Programme protecting young immigrants 'probably dead,' Trump says



Washington (dpa) - A US immigration programme blocking the deportation of hundreds of thousands of young people brought to the United States illegally as children is "probably dead," President Donald Trump said Sunday.



 

 
The clock is ticking on negotiating legislation that would spare the programme, which will begin winding down in March unless Congress and Trump can agree on a bill.
“DACA is probably dead because the Democrats don’t really want it, they just want to talk and take desperately needed money away from our military,” Trump wrote on Twitter.
DACA is the Deferred Action for Childhood Arrivals programme, put in place under former president Barack Obama. It allows an estimated 800,000 people, mostly from Mexico and Central and South American countries, to remain legally in the US.
In a separate tweet, Trump repeated his desire for merit-based immigration policies.
White House spokesman Raj Shah said Sunday on Fox News that the president wants border security issues, including funding for a wall along the US-Mexico border, to be part of any deal. Some Democrats have called for a "clean" bill that addresses only the DACA issue.
Shah said there are a number of "ongoing conversations" on immigration that will continue.
The developments come after a major controversy regarding reports that Trump referred to "shithole countries" in a discussion about immigrants from African nations, El Salvador and Haiti.
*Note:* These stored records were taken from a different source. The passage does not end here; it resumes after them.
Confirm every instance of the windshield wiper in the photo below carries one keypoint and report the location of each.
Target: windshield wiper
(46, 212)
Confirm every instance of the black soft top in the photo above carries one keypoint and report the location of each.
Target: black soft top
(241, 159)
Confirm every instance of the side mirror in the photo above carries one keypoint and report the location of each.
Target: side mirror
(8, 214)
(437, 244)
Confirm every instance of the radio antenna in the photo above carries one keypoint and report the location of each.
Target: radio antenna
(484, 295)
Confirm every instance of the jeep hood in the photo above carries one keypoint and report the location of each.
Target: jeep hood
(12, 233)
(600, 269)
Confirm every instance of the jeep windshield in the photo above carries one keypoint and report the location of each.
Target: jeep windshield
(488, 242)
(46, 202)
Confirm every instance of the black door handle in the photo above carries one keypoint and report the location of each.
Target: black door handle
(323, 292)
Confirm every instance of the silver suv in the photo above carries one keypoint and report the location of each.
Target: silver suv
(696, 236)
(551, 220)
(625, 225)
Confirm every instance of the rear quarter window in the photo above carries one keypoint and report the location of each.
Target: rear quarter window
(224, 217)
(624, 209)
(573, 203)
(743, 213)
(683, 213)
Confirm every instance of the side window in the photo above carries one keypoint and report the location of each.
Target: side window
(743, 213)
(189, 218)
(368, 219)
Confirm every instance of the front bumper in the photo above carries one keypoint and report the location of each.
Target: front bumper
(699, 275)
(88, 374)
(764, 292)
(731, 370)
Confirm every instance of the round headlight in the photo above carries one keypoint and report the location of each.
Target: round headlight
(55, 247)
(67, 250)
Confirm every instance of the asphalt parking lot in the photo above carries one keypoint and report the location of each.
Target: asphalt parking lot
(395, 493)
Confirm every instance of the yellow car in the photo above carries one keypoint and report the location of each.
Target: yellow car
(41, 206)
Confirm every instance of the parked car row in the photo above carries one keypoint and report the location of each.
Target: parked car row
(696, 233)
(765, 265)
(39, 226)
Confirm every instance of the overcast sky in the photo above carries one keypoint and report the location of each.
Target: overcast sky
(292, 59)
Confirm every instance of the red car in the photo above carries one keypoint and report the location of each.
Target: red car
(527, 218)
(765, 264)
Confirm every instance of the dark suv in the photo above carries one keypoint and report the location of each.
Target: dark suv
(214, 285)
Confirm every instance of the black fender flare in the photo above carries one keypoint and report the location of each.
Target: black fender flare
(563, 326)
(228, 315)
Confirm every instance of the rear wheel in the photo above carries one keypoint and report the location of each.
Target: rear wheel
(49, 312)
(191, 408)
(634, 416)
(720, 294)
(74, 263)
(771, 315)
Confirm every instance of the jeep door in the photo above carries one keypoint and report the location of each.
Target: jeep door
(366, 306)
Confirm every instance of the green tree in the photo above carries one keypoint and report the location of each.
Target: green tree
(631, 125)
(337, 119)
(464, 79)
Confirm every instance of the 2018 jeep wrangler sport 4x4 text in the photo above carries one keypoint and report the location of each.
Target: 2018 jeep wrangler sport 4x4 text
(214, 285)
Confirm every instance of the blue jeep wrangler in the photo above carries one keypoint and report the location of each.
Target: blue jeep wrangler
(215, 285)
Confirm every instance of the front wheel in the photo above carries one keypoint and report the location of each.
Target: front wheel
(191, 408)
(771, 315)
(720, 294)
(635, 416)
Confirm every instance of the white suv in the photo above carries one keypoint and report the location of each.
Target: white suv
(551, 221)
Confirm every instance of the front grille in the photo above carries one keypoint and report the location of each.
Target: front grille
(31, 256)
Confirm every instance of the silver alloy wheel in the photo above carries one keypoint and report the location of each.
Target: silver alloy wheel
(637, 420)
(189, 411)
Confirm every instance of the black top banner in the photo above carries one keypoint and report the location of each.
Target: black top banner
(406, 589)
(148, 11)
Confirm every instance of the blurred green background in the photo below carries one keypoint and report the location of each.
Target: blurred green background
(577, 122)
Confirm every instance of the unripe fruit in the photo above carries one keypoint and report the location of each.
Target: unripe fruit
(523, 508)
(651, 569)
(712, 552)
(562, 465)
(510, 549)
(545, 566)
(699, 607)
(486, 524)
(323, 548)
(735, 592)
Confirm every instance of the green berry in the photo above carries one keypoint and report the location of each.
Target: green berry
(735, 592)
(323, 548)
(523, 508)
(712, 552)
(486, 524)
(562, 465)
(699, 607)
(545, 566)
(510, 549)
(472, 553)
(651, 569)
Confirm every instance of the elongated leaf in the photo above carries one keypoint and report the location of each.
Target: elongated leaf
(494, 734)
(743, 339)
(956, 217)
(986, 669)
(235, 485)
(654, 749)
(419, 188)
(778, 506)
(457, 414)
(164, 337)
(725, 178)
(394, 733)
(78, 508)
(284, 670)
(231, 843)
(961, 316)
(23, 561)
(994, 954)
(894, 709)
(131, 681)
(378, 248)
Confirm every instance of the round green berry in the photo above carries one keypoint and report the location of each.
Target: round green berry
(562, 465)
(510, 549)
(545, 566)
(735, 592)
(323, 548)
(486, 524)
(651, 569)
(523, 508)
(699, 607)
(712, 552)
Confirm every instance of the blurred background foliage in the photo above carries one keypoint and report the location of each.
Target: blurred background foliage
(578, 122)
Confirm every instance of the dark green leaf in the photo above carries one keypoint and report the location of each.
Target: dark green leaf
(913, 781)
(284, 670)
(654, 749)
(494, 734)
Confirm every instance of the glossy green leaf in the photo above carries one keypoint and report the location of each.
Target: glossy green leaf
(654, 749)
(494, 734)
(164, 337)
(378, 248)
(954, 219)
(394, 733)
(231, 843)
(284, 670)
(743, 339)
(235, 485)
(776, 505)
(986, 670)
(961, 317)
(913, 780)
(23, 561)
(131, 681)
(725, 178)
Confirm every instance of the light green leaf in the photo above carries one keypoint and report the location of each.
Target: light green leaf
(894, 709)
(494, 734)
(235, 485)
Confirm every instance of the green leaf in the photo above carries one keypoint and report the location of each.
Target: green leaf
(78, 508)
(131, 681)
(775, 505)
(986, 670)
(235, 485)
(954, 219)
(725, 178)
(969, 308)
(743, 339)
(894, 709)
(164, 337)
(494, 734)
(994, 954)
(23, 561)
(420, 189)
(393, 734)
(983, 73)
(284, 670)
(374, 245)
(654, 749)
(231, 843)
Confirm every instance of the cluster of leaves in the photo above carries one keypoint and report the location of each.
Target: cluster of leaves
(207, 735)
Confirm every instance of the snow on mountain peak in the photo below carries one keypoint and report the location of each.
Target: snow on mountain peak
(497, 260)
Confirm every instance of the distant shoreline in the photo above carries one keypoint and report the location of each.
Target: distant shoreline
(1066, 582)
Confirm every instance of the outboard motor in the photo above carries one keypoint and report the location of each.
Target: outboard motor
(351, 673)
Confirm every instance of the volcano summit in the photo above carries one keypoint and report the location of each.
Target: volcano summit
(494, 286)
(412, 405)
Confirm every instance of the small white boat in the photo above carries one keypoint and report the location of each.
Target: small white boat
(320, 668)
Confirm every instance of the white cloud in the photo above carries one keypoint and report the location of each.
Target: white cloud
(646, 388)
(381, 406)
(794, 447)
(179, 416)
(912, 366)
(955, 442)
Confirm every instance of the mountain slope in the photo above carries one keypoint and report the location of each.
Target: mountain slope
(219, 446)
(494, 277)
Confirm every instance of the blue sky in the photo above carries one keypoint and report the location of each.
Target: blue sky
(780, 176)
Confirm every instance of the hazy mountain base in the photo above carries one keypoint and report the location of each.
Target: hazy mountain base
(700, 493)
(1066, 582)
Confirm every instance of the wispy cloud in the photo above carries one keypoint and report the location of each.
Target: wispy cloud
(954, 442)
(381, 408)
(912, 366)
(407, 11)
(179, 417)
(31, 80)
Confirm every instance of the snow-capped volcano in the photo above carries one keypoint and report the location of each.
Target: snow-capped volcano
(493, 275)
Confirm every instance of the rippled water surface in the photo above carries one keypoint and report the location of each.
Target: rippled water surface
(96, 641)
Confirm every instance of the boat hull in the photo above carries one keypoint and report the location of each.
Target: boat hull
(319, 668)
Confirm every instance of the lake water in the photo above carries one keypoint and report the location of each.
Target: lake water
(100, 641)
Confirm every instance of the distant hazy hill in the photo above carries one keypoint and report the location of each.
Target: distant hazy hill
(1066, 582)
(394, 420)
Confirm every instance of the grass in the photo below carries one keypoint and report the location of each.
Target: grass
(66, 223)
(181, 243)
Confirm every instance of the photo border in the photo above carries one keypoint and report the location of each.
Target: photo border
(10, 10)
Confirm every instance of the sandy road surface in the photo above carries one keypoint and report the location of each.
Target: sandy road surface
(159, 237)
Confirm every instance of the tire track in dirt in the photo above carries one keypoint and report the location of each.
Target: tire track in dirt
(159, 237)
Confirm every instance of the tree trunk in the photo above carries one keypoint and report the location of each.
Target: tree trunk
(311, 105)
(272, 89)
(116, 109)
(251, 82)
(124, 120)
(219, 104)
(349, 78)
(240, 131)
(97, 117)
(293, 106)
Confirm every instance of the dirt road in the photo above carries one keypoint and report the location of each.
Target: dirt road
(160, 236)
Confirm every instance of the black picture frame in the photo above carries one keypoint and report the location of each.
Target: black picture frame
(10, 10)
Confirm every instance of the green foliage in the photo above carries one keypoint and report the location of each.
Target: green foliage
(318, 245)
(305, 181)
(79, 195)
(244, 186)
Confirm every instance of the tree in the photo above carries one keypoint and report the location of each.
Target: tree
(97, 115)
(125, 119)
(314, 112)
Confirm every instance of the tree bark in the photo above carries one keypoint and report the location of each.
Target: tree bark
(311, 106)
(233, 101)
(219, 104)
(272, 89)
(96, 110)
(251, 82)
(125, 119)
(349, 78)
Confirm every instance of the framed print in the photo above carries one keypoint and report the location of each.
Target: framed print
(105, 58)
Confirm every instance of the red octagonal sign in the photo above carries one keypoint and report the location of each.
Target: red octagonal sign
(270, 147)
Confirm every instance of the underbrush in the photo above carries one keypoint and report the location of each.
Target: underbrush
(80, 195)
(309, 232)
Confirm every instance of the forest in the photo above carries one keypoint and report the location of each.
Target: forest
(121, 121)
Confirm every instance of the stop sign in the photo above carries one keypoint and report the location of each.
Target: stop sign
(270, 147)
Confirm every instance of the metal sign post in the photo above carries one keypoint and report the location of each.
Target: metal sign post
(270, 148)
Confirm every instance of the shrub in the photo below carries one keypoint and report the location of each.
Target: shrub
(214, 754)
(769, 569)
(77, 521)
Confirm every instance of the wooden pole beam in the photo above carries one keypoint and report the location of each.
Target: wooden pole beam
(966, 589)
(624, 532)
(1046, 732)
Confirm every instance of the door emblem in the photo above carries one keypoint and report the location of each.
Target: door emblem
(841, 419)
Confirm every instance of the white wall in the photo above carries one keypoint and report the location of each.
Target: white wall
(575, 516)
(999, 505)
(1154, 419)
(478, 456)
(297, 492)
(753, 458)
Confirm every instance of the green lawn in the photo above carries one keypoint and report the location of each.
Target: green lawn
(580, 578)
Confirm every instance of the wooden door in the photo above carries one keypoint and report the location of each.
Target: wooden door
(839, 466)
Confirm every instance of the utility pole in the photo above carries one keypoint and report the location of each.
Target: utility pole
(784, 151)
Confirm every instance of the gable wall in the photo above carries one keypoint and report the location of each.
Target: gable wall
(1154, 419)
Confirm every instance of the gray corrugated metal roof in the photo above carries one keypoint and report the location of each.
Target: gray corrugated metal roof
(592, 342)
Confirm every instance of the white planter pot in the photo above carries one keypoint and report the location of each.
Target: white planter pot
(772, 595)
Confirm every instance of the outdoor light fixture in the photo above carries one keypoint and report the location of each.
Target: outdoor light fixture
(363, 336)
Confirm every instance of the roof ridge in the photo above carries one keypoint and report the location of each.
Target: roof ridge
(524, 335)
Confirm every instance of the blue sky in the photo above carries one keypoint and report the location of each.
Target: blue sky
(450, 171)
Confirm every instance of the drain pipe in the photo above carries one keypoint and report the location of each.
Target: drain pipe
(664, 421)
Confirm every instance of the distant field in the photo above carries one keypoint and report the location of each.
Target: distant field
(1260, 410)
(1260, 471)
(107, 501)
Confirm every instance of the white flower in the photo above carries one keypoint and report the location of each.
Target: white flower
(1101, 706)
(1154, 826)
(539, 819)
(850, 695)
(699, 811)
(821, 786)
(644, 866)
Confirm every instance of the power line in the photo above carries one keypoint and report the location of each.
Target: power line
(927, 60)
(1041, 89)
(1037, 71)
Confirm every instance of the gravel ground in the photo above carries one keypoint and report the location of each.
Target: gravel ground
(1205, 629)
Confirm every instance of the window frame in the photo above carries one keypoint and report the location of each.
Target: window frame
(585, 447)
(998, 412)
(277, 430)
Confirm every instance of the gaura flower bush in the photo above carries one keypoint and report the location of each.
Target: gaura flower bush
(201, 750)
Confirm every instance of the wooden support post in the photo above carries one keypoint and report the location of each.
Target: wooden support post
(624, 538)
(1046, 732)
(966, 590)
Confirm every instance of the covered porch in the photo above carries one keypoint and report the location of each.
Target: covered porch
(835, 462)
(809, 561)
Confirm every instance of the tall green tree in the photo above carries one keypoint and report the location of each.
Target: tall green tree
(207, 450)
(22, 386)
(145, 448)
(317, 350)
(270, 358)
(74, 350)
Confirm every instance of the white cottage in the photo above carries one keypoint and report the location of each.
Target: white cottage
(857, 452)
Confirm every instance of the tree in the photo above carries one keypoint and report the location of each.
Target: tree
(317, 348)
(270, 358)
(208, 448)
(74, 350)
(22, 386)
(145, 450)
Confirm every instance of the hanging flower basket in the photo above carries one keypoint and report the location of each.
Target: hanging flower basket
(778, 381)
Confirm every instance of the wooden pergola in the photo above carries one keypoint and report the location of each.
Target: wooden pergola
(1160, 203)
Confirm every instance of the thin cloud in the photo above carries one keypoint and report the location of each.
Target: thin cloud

Trump's alleged choice of words in Thursday's meeting drew widespread condemnation and sharp reactions from the countries themselves.
The president admitted using "tough" language in the White House meeting with a group of senators, but denied using profanity.
On Sunday, a close ally of the president who was at the meeting, told ABC News that reports have misrepresented the president's comments.
"I'm telling you he did not use that word," Republican Senator David Perdue said. He said reports about the meeting had been a "gross misrepresentation" of what happened.
Perdue said there were six people in the room and only one, Senator Richard Durbin, a member of the opposition Democrats, publicly divulged Trump's alleged choice of words.
There were reports of "language used that was not used," Perdue said, adding that reports that the meeting was "not contributory and not constructive" also were misrepresentations.
Reports about the meeting cited multiple sources, but only Durbin was named. One of the other senators at the meeting, Republican Lindsey Graham, didn't deny that Trump used the words "shithole countries" but said he pushed back on comments he made.
“Following comments by the president, I said my piece directly to him yesterday," Graham said in a statement. Graham added that the American people "will ultimately judge us on the outcome we achieve, not the process which led to it."